This pastel was exhibited as Cos Cob, Conn. in 1928 at Babcock Galleries. However, the landscape is characteristic of Branchville's upland meadows crossed by meandering paths. This pastel may have been the work titled The Path across the Hills, included in Twachtman's 1891 show at Wunderlich Gallery. A critic for the New York Evening Post described it, and pastels titled Harvesting (possibly P.931) and Road to Round Hill (P.922), as “some nice color notes,” stating that “as pastel sketches they are satisfying enough, though why the artist should not have given a little more solidity in the rendering of his motives is about the first thing one asks in looking at them.”[1]
[1] New York Evening Post 1891.
From Peters 2006–IV
Incorporating the oatmeal-grained paper’s underlying tone into his arrangement, here Twachtman used his colors with extreme restraint.
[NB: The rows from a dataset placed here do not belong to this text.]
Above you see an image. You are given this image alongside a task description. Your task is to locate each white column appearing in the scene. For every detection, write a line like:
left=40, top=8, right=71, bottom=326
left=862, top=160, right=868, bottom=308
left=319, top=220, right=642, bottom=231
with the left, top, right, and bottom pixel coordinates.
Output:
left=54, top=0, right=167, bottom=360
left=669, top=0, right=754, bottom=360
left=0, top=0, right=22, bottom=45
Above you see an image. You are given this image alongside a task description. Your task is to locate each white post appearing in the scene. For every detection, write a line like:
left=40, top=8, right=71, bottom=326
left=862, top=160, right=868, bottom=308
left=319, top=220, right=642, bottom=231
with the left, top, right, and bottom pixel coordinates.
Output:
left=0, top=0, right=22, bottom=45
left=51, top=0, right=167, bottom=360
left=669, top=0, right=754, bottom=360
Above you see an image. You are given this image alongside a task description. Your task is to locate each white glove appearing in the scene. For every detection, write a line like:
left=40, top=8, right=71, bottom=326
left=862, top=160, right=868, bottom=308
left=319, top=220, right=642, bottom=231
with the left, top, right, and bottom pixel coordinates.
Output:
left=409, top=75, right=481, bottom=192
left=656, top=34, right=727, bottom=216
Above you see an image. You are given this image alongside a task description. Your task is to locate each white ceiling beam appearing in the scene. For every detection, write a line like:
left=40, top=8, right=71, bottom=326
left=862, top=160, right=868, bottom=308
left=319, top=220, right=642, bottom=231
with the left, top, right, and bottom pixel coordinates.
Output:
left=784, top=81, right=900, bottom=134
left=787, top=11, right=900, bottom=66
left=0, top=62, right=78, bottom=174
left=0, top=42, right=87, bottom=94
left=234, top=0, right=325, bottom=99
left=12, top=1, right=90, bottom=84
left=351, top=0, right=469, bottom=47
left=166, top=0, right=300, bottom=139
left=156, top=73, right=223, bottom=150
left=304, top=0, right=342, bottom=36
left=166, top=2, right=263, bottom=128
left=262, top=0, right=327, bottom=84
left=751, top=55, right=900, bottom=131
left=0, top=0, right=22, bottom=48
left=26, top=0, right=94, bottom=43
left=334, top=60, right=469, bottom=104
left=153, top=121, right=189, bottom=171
His subject, a spring day possibly just after a rainfall, is suggested by the effect of pressing the flat side of the crayon across the paper, evoking the delicacy of the damp earth and of new foliage barely covering the ground. Through this approach, as in Gray Day [301], he created a sense of surface depth. He drew the trees with the “shorthand” method remarked on by critics of his time, using his pencil with light agility to convey the essence of their forms rather than to portray them in literal detail. Likewise, in the small patch of sky that is visible, he rendered the thinness of the clouds with slight touches of pale whitish blue [p. 128].